Há muitos tipos de endogenia. Fala-se em endogenia genética, acadêmica ou científica, cultural, social... A indesejável “imobilidade” ─ ou o “provincianismo” ─ decorrente da endogenia tem levado a reparadores esforços de interação, principalmente em áreas cognitivas. Um reflexo disso é a valorização da interdisciplinaridade nos meios científicos: o enfrentamento dos grandes desafios atuais da humanidade, nas questões ambientais, de saúde e segurança pública, geopolíticas, econômicas, sociais, urbanísticas, alimentares, demográficas, energéticas... demandam a soma de saberes de diversas áreas de conhecimento. Mesmo da antes subestimada etnociência dos povos originários, com os quais temos muito a aprender. Somos ainda fruto de uma educação disciplinar, compartimentada em “blocos” de conhecimento, que dificultam enxergarmos os desafios integradamente, holisticamente. Ainda temos forte propensão ao individualismo e ao narcisismo.
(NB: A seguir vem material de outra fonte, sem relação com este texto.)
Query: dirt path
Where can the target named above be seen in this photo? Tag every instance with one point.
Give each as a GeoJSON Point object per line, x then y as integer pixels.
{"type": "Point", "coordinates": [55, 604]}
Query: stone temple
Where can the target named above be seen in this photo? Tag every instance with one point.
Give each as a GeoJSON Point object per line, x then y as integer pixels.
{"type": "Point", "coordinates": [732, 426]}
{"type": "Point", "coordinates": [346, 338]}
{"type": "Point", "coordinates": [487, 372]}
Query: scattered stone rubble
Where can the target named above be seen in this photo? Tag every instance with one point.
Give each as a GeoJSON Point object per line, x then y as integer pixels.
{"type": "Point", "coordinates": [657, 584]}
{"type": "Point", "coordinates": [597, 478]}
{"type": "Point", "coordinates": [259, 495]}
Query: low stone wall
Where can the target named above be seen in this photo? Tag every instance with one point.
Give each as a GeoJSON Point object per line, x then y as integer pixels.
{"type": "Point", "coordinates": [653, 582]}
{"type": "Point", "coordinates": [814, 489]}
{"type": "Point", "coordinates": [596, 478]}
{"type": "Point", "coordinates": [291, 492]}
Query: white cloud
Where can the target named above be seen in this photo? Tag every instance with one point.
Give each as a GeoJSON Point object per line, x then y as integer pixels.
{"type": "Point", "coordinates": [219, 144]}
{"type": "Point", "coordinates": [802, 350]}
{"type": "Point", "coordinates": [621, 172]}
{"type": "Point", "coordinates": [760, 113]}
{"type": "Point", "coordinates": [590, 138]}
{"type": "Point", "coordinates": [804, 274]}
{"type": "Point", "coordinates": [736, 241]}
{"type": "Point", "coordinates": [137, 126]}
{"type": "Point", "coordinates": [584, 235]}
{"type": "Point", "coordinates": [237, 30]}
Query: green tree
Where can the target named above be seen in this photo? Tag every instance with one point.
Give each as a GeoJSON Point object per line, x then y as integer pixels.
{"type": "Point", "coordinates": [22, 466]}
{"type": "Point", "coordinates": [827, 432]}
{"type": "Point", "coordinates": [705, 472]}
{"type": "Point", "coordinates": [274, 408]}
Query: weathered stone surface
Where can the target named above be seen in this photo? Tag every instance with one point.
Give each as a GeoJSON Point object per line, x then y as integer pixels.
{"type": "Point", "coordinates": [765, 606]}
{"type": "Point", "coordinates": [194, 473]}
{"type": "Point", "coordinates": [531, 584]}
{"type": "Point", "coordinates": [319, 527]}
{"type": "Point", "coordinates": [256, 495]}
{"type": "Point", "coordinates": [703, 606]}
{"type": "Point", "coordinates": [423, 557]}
“Nanismo” é uma palavra que tem a mesma raiz de “nanico”, de nánnos = muito pequeno. A endogenia, cristalizando certos atributos pela falta de intercâmbio, conduz à pequenez. Seja da estatura, dos conhecimentos, das ideias, dos gostos, das amizades, das fantasias, dos sonhos... Pode conduzir à pequenez de todo nosso ser: o físico, o orgânico, o intelectual, o cognitivo, o emocional, o estético, o afetivo, o espiritual...
Há quem tema que o intercâmbio e a interdisciplinaridade possam levar à perda da identidade e da acuidade. Talvez, neste caso, a palavra melhor fosse então banalização ─ promiscuidade ─ e não intercâmbio. É a delicada questão de saber preservar, ao mesmo tempo, as raízes e as asas: as raízes que nos garantem a identidade e a comunhão com os ancestrais e a terra mátria; as asas que nos revelam a grandeza e riqueza do diverso e a real dimensão do nosso ser frente aos demais.
Nos intercâmbios, há sempre que cuidar de discernir entre o que acrescenta, preservando a identidade, e o que é tentativa, muitas vezes subliminar, de impor caracteres hegemônicos: a ditadura dos modismos, exotismos, extravagâncias e modernismos. É a forte pressão para anular nossa singularidade, uniformizando-nos num rebanho de ávidos consumidores de produtos, ideologias e valores que nos são estranhos.
Enfim, há que se abrir, coexistir, interagir, permutar. Com amorosidade e criatividade. Sabendo reconhecer e preservar a própria identidade e a identidade do outro.